The second category, the “we don’t want to have to look at you” rationale, relies on the theory that the very existence of visibly impoverished or damaged people causes the rest of us harm that we have the right to be protected from by force of law. This harm can be aesthetic, or it can be unwanted pity. Either way, it ends up becoming a legal obligation to remain wealthy and healthy enough to spare other people’s feelings, or to make other people wealthy and healthy enough (out of our own pockets) to spare the feelings of still other people. This insanity gets extended to the point where the cost of bailing you out after you did something dumb is counted as an expense that you caused them, and even as an expense that the people who sold you the means to hurt yourself caused them, as if getting bailed out were a law of nature and your benefactors had no choice in the matter. (It may be a law of Congress, and your benefactors may indeed have had little choice, but the cost was imposed by voters and Congressmen, not so much by you and certainly not by your trading partners).
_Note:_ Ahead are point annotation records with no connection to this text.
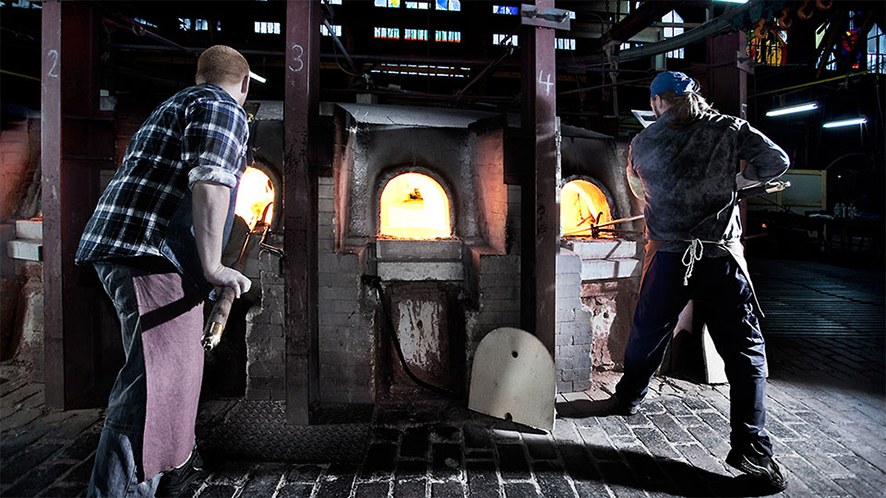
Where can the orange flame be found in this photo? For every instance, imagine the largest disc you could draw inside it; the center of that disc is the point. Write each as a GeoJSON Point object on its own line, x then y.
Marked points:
{"type": "Point", "coordinates": [582, 204]}
{"type": "Point", "coordinates": [414, 206]}
{"type": "Point", "coordinates": [255, 195]}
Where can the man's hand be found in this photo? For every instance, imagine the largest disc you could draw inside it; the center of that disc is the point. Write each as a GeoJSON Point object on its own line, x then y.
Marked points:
{"type": "Point", "coordinates": [223, 276]}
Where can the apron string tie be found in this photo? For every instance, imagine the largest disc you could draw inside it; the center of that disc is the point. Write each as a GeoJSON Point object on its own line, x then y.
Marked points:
{"type": "Point", "coordinates": [692, 254]}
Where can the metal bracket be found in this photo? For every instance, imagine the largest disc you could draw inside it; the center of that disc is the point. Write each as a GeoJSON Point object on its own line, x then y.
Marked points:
{"type": "Point", "coordinates": [530, 15]}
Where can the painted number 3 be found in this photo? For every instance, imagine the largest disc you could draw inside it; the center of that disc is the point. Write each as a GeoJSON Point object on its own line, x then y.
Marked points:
{"type": "Point", "coordinates": [297, 64]}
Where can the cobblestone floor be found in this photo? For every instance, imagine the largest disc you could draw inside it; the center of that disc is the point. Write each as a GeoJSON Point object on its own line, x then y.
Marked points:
{"type": "Point", "coordinates": [827, 417]}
You may not like seeing people that have spent or loafed their way into poverty, especially if they’re old, or people that have wrecked their bodies by neglecting safety precautions or abusing drugs, but that doesn’t mean that you have the right not to ever see such things or to banish them from existence, or to forbid grown people from taking a risk that such things will happen to them. A “decent country” is not one in which poverty or injury never happen; it’s one where people are allowed to take risks (and bear the losses – if they didn’t, it wouldn’t really be a risk, would it?) in their pursuit of happiness.
Deriving moral laws and everyone’s unchosen legal obligations from people’s emotions makes about as much sense as deriving the laws of astrophysics from people’s emotions. If humans are born with any sort of moral instinct, it would necessarily be more appropriate to hunter-gatherers than to technologically advancing civilized people that aim to stay that way.
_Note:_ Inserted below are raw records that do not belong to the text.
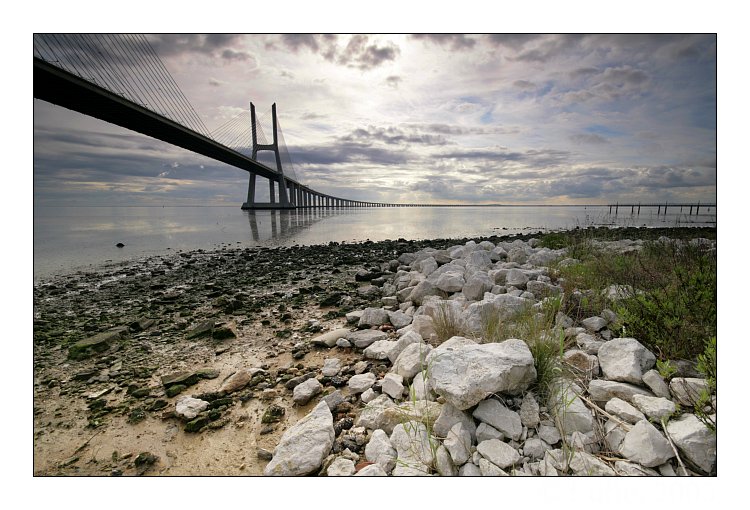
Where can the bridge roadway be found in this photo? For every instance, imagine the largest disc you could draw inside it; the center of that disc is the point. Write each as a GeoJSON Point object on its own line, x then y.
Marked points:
{"type": "Point", "coordinates": [65, 89]}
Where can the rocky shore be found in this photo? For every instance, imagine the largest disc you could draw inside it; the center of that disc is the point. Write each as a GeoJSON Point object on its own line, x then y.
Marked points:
{"type": "Point", "coordinates": [325, 360]}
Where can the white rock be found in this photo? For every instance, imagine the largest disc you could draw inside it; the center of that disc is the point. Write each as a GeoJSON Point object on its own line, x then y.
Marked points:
{"type": "Point", "coordinates": [373, 317]}
{"type": "Point", "coordinates": [656, 383]}
{"type": "Point", "coordinates": [645, 445]}
{"type": "Point", "coordinates": [399, 319]}
{"type": "Point", "coordinates": [393, 385]}
{"type": "Point", "coordinates": [371, 470]}
{"type": "Point", "coordinates": [360, 383]}
{"type": "Point", "coordinates": [379, 349]}
{"type": "Point", "coordinates": [695, 441]}
{"type": "Point", "coordinates": [368, 395]}
{"type": "Point", "coordinates": [411, 337]}
{"type": "Point", "coordinates": [625, 360]}
{"type": "Point", "coordinates": [494, 413]}
{"type": "Point", "coordinates": [364, 338]}
{"type": "Point", "coordinates": [305, 391]}
{"type": "Point", "coordinates": [448, 417]}
{"type": "Point", "coordinates": [341, 467]}
{"type": "Point", "coordinates": [655, 408]}
{"type": "Point", "coordinates": [331, 367]}
{"type": "Point", "coordinates": [687, 390]}
{"type": "Point", "coordinates": [624, 411]}
{"type": "Point", "coordinates": [602, 391]}
{"type": "Point", "coordinates": [458, 443]}
{"type": "Point", "coordinates": [303, 447]}
{"type": "Point", "coordinates": [469, 469]}
{"type": "Point", "coordinates": [501, 454]}
{"type": "Point", "coordinates": [412, 360]}
{"type": "Point", "coordinates": [188, 407]}
{"type": "Point", "coordinates": [443, 462]}
{"type": "Point", "coordinates": [470, 373]}
{"type": "Point", "coordinates": [380, 451]}
{"type": "Point", "coordinates": [485, 432]}
{"type": "Point", "coordinates": [594, 324]}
And finally, we come to the “they’ll go on a rampage” rationale, usually with the unstated premise that the people who aren’t given unearned wealth and try to take it by force are the good guys, and their targets (especially if they defend their property with force) are the bad guys. A more perfect misunderstanding of the moral issues involved is difficult to imagine, but if that dark day comes to pass, it will make no more sense to blame ourselves for driving the oppressed laborers to terrorism than it does now to blame ourselves for driving oppressed Muslims to terrorism. Paying them ransoms in either case tends to escalate their demands rather than appease them. I say “millions for defense, not one penny for tribute”, whether it relates to Muslim radicals or homegrown would-be socialist revolutionaries.
Be careful not to drink the kool-aide that the depressed, despondent fellow made.
There is another arguement you leave out. There is certainly a level of addiction within a society that will threaten its existence. At a societal level, the individual is an investment of resources (childhood), and someone who goes off the deep end (or even just commits suicide at 16), is obviously a dead loss at that level – even if no one forces anyone to expend additional resources keeping them alive once they become adults. This is obviously more critical in a poor society, where the survival margin may be quite thin. (Many of the social taboos that are generally lumped under the label conservative are critical to survival for marginal societies) The American economy obviously has a very large capacity to carry dead weight – but even it is not infinite.
Obviously you can still have social taboos without them being enforced by the government. Still, in a democratic society, it can be reasonably argued that there is a degree of overlap, and that the lack of a statutory prohibition undercuts the social stigma.